Reuben merely nodded after him as he went, for he had grown too tired to answer. A curious stillness—half happiness, half indifference—was stealing over him, and he watched as in a dream, the blue figure of old Adam hobble over the sun-flecked path through the orchard. A few minutes later Molly flitted after the elder, and Reuben's eyes followed her with the cheerful look with which he had faced seventy years of life. On a rush mat in the sunshine the old hound flicked his long black ear at a fly of which he was dreaming, and from a bower of ivy in the eaves there came the twitter of sparrows. Beyond the orchard, the wind, blowing from the marshes, chased the thin, sketchy shadows over the lawn at Jordan's Journey.

While he sat there Reuben began to think, and as always, his thoughts were humble and without self-consciousness. As he looked under the gnarled boughs of the orchard, he seemed to see his whole life stretching before him—seventy years—all just the same except that with each he appeared a little older, a little humbler, a little less expectant that some miracle might happen and change the future. At the end of that long vista, he saw himself young and strong, and filled with a great hope for something—he hardly knew what—that would make things different. He had gone on, still hoping, year by year, and now at the end, he was an old, bent, crippled man, and the miracle had never happened. Nothing had ever made things different, and the great hope had died in him at last as the twenty seeds of which old Adam had spoken had died in the earth. He remembered all the things he had wanted that he had never had—all the other things he had not wanted that had made up his life. Never had a hope of his been fulfilled, never had an event fallen out as he had planned it, never had a prayer brought him the blessing for which he had prayed. Nothing in all his seventy years had been just what he had wanted—not just what he would have chosen if the choice had been granted him—yet the sight of the birds in the apple trees stirred something in his heart to-day that was less an individual note of rejoicing than a share in the undivided movement of life which was pulsing around him. Nothing that had ever happened to him as Reuben Merryweather would he care to live over; but he was glad at the end that he had been a part of the spring and had not missed seeing the little green leaves break out in the orchard.

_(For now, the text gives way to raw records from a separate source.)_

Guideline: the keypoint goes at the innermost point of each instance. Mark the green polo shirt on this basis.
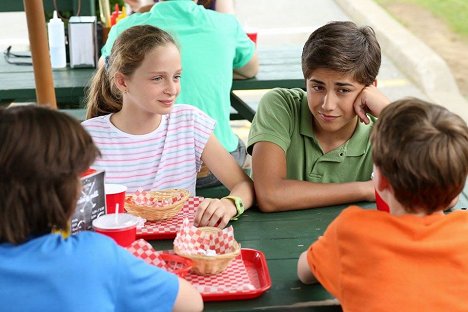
(283, 118)
(212, 44)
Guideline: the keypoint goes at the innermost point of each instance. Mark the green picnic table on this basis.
(279, 67)
(282, 237)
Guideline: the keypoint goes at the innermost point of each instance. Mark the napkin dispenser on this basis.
(82, 41)
(91, 203)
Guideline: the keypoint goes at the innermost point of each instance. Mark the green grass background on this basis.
(453, 12)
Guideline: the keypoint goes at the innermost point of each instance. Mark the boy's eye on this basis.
(317, 88)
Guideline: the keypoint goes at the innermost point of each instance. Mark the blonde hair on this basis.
(422, 149)
(127, 54)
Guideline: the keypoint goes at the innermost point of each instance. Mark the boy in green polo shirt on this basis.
(312, 149)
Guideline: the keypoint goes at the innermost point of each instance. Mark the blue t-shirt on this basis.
(86, 272)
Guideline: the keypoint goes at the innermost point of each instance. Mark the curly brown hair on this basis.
(42, 153)
(422, 149)
(345, 48)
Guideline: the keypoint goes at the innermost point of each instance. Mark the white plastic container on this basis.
(56, 31)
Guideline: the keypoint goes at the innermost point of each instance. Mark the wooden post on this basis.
(44, 80)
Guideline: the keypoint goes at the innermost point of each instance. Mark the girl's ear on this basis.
(120, 82)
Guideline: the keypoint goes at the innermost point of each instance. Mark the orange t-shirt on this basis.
(373, 261)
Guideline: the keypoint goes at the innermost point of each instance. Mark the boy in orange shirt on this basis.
(416, 257)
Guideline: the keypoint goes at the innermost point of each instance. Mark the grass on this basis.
(452, 12)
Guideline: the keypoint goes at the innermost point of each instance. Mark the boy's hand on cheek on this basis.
(370, 100)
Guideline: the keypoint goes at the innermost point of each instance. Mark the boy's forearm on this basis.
(288, 195)
(303, 270)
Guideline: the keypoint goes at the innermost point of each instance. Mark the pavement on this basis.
(409, 67)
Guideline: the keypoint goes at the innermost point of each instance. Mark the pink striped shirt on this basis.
(169, 157)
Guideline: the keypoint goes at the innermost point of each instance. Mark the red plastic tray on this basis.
(167, 229)
(257, 271)
(246, 277)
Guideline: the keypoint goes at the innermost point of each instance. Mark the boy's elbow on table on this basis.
(266, 201)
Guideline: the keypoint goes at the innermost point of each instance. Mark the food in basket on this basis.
(156, 205)
(210, 249)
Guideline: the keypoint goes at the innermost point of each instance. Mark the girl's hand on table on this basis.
(214, 212)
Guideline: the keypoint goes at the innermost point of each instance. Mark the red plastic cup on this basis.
(252, 36)
(121, 227)
(381, 204)
(115, 194)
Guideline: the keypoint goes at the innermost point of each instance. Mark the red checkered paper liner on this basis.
(168, 228)
(234, 280)
(142, 249)
(145, 198)
(191, 240)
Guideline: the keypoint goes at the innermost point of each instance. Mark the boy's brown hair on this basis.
(343, 47)
(422, 150)
(127, 54)
(42, 154)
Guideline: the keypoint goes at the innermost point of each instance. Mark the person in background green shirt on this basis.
(309, 148)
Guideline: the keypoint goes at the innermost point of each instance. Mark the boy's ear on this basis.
(120, 81)
(382, 182)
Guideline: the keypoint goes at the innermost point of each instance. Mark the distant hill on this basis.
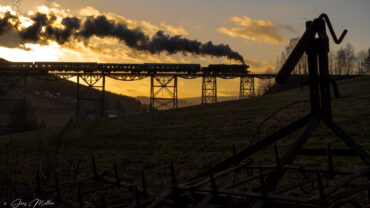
(54, 102)
(186, 102)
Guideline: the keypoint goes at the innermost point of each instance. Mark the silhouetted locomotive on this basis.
(226, 68)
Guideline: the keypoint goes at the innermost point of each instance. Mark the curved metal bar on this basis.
(327, 20)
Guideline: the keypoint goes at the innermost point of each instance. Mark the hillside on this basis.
(192, 137)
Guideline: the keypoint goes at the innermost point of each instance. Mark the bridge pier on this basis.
(90, 103)
(163, 92)
(246, 87)
(209, 89)
(12, 94)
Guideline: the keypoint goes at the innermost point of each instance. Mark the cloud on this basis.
(266, 31)
(179, 30)
(63, 27)
(259, 66)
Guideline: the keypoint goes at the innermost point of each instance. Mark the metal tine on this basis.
(143, 183)
(173, 176)
(262, 181)
(77, 169)
(234, 150)
(137, 197)
(116, 175)
(38, 183)
(94, 167)
(330, 162)
(213, 181)
(323, 200)
(57, 188)
(277, 157)
(80, 201)
(104, 204)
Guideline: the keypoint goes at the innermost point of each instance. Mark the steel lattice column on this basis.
(12, 93)
(209, 89)
(90, 98)
(163, 92)
(246, 87)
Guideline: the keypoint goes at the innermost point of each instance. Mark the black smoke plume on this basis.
(42, 29)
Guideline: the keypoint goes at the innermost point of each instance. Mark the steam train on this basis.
(151, 68)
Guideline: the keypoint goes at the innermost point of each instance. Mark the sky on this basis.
(257, 29)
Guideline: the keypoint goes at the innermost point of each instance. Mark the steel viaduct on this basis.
(163, 78)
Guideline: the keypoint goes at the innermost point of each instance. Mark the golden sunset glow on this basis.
(259, 38)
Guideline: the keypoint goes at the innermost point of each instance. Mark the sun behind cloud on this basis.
(265, 31)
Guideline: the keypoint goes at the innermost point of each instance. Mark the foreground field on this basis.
(193, 138)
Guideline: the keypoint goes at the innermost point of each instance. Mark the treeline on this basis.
(345, 61)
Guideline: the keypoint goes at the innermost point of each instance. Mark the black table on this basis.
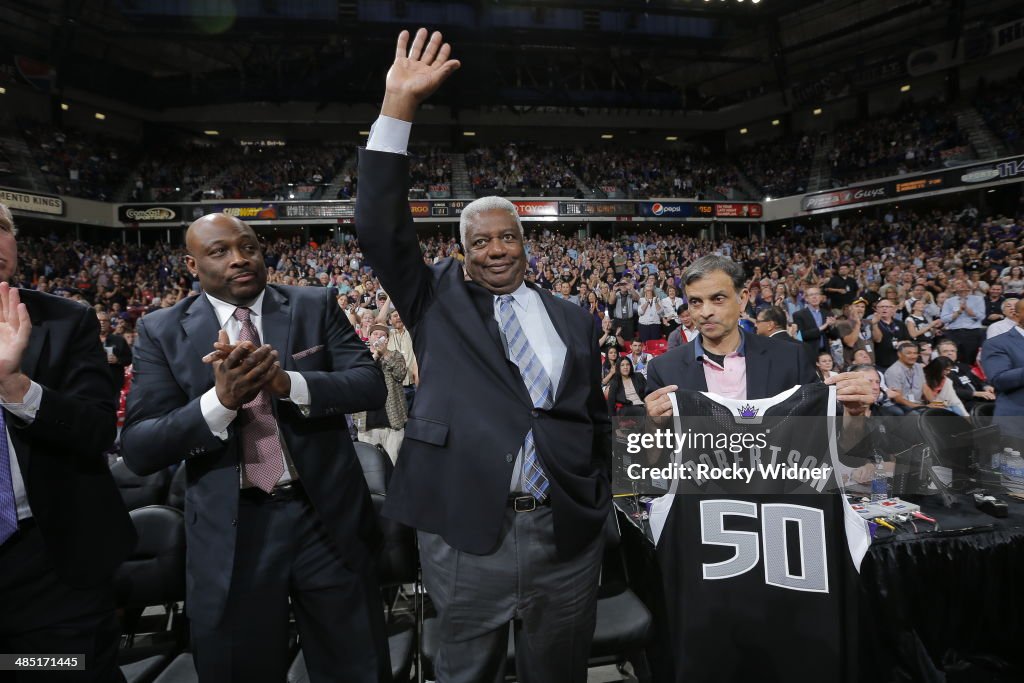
(944, 605)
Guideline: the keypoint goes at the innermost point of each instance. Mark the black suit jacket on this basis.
(472, 410)
(810, 332)
(165, 425)
(772, 367)
(74, 499)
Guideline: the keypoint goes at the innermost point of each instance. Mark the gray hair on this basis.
(706, 265)
(476, 207)
(6, 220)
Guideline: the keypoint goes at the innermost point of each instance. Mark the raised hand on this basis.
(15, 327)
(418, 71)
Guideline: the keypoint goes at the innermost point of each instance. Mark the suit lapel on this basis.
(201, 327)
(484, 328)
(37, 339)
(693, 376)
(758, 367)
(276, 325)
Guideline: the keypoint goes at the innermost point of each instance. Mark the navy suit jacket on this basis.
(772, 367)
(1003, 359)
(74, 500)
(472, 410)
(165, 425)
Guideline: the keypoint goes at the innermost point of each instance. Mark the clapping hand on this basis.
(15, 328)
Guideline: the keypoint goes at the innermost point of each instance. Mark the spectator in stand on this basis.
(887, 333)
(1013, 283)
(771, 323)
(993, 304)
(968, 386)
(918, 326)
(609, 367)
(626, 390)
(963, 315)
(650, 314)
(841, 289)
(117, 350)
(823, 366)
(939, 388)
(624, 302)
(906, 378)
(385, 426)
(1009, 321)
(1003, 359)
(815, 324)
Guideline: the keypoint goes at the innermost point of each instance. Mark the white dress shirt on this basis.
(217, 417)
(25, 411)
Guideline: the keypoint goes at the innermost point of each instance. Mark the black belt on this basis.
(24, 525)
(285, 492)
(525, 502)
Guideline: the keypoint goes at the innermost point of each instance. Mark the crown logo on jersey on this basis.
(748, 411)
(748, 415)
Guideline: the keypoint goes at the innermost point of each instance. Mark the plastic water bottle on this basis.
(880, 482)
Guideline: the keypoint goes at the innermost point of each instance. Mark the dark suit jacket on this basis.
(810, 332)
(1003, 359)
(165, 425)
(772, 367)
(73, 496)
(472, 410)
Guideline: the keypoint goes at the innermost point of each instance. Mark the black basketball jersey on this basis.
(760, 578)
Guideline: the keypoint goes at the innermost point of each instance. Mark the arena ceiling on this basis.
(675, 54)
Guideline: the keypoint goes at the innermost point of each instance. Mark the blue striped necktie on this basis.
(539, 385)
(8, 506)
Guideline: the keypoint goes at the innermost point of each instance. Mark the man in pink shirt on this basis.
(724, 359)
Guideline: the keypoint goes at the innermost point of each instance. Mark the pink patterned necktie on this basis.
(261, 452)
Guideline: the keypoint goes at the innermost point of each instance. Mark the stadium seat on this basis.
(154, 574)
(950, 439)
(396, 564)
(138, 492)
(176, 492)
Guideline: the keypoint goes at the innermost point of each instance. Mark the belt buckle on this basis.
(524, 504)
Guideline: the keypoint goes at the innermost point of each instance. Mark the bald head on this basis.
(224, 254)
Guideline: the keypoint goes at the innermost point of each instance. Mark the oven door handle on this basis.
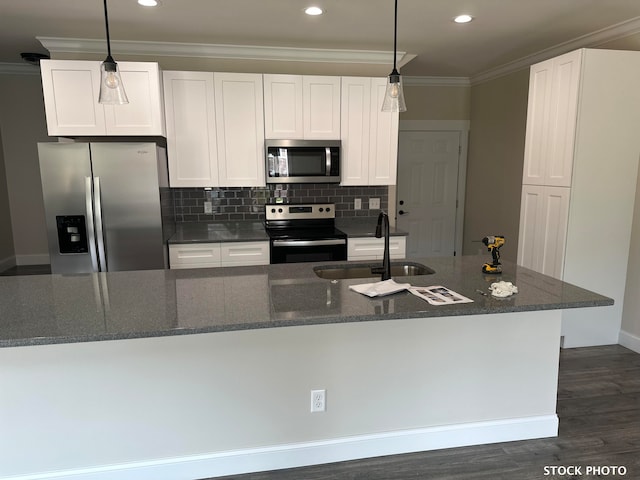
(307, 243)
(327, 153)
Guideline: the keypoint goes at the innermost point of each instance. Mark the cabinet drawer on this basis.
(371, 248)
(201, 255)
(244, 253)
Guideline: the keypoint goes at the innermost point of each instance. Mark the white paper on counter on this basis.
(378, 289)
(439, 295)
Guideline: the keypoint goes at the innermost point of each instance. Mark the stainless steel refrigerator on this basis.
(102, 205)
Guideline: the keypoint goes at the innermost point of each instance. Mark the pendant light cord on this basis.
(106, 24)
(395, 33)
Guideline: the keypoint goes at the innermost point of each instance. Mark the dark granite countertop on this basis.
(50, 309)
(253, 231)
(357, 227)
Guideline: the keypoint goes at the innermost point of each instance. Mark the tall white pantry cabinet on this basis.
(580, 173)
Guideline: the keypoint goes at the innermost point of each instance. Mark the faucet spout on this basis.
(382, 228)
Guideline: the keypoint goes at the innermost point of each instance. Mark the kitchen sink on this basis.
(364, 270)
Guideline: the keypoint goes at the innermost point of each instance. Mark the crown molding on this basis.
(238, 52)
(18, 69)
(435, 81)
(594, 39)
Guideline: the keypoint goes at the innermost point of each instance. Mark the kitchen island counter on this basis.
(49, 309)
(196, 381)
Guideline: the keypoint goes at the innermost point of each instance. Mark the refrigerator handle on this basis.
(90, 227)
(99, 232)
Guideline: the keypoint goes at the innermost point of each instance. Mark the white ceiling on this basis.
(503, 32)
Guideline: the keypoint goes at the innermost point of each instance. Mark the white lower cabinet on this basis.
(228, 254)
(244, 253)
(371, 248)
(194, 255)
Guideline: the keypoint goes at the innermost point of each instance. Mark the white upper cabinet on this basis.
(369, 136)
(302, 107)
(581, 170)
(283, 107)
(71, 90)
(215, 129)
(321, 107)
(240, 129)
(551, 116)
(191, 129)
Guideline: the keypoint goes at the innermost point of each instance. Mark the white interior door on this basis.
(428, 163)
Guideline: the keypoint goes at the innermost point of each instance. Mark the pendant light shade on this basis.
(394, 95)
(111, 88)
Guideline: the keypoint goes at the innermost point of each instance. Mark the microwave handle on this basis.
(327, 152)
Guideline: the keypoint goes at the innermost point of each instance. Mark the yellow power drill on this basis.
(493, 244)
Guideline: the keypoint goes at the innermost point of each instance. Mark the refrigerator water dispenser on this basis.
(72, 234)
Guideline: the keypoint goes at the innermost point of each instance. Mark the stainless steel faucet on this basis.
(385, 270)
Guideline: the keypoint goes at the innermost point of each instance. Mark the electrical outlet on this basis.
(318, 401)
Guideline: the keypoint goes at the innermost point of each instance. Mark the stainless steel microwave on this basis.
(303, 161)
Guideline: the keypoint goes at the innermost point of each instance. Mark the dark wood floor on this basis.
(599, 410)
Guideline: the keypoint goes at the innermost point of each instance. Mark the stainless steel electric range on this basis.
(304, 233)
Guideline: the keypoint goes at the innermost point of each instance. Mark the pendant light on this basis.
(111, 88)
(394, 96)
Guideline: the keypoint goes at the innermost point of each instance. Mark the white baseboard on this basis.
(315, 453)
(632, 342)
(34, 259)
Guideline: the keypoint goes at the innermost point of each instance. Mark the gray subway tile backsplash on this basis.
(247, 203)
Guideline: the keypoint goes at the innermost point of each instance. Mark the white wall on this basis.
(7, 253)
(630, 332)
(22, 125)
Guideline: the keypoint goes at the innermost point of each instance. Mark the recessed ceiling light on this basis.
(313, 11)
(463, 18)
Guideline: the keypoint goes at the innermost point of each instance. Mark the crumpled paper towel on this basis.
(378, 289)
(503, 289)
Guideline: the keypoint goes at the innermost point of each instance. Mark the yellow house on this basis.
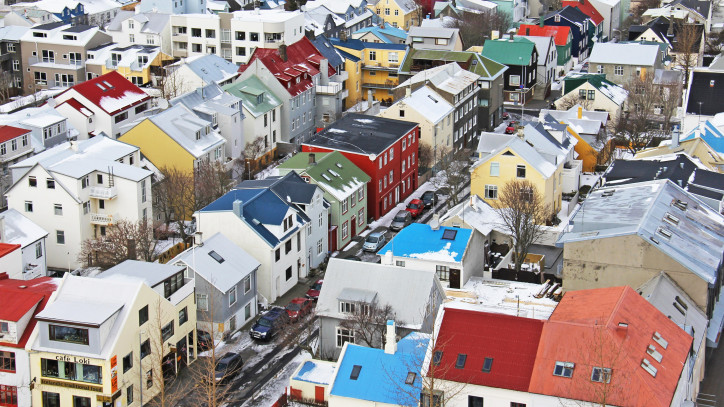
(176, 138)
(400, 13)
(100, 341)
(504, 158)
(371, 67)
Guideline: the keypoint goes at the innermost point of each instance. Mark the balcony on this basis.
(102, 219)
(103, 192)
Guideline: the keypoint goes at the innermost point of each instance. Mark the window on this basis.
(491, 192)
(143, 315)
(232, 296)
(202, 302)
(601, 374)
(564, 369)
(127, 362)
(7, 362)
(8, 395)
(475, 401)
(344, 335)
(70, 334)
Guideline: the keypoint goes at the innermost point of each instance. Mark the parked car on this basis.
(204, 341)
(374, 242)
(402, 219)
(429, 198)
(269, 324)
(299, 308)
(314, 289)
(415, 207)
(227, 367)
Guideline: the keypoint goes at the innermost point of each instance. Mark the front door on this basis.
(454, 278)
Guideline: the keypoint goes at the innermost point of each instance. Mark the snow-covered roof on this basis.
(234, 266)
(17, 229)
(428, 103)
(624, 54)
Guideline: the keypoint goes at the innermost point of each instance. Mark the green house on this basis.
(344, 186)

And then while he sat there, half dreaming and half awake, the stillness grew suddenly full of the singing of blue birds. Spring blossomed radiantly beneath his eyes, and the faint green and gold of the meadows blazed forth in a pageant of colour.

"I'm glad I didn't miss it," he thought. "That's the most that can be said, I reckon—I'm glad I didn't miss it."

The old hound, dreaming of flies, flapped his long ears in the sunshine, and a robin, hopping warily toward a plate of seed-cakes on the arm of Reuben's chair, winged back for a minute before he alighted suspiciously on the railing. Then, being an old and a wise bird, he advanced again, holding his head slightly sideways and regarding the sleeping man with a pair of bright, inquisitive eyes. Reassured at last by the silence, he uttered a soft, throaty note, and flew straight to the arm of the chair in which Reuben was sitting. With his glance roving from the quiet man to the quiet dog, he made a few tentative flutters toward the plate of cake. Then, gathering courage from the adventure, he hopped deliberately into the centre of the plate and began pecking greedily at the scattered crumbs.

CHAPTER XIX

TREATS OF CONTRADICTIONS

As Molly passed down the Haunt's Walk, it seemed to her, also, that the spring had suddenly blossomed. A moment before she had not known that the path she trod was changing to emerald, that the meadows were spangled with wild-flowers, that the old oaks on the lawn were blushing in rose and silver. For weeks these miracles had happened around her, and she had not noticed. As oblivious to them as old Adam Doolittle was, she had remembered only that her birthday came on the seventeenth of April, when, except for some luckless mishap, the promise of the spring was assured.

A red-winged blackbird darted like a flame across the path in front of her, and following it into the open, she found Kesiah gathering wild azalea on the edge of the thicket.

At the girl's approach, the elder woman rose from her stooping posture, and came forward, wearing a frown, which, after the first minute, Molly saw was directed at the sunlight, not at herself. Kesiah's long, sallow face under the hard little curls of her false front, had never appeared more grotesque than it did in the midst of the delicate spring landscape. Every fragile blossom, every young leaf, every blade of grass, flung an insult at her as she stood there frowning fiercely at the sunbeams. Yet only five minutes before she had suffered a sharp recrudescence of soul—of that longing for happiness which is a part of the resurrection of the spring, and which may survive not only the knowledge of its own fruitlessness, but a belief in the existence of the very happiness for which it longs. All the unlived romance in her heart had come to life with the young green around her. Middle-age had not deadened, it had merely dulled her. For the pang of desire is not, after all, the divine prerogative of youth, nor has it even a conscious relation to the possibility of fulfilment. Her soul looked out of her eyes while she gazed over the azalea in her hand—yet, in spite of the songs of the poets, the soul in her eyes did not make them beautiful.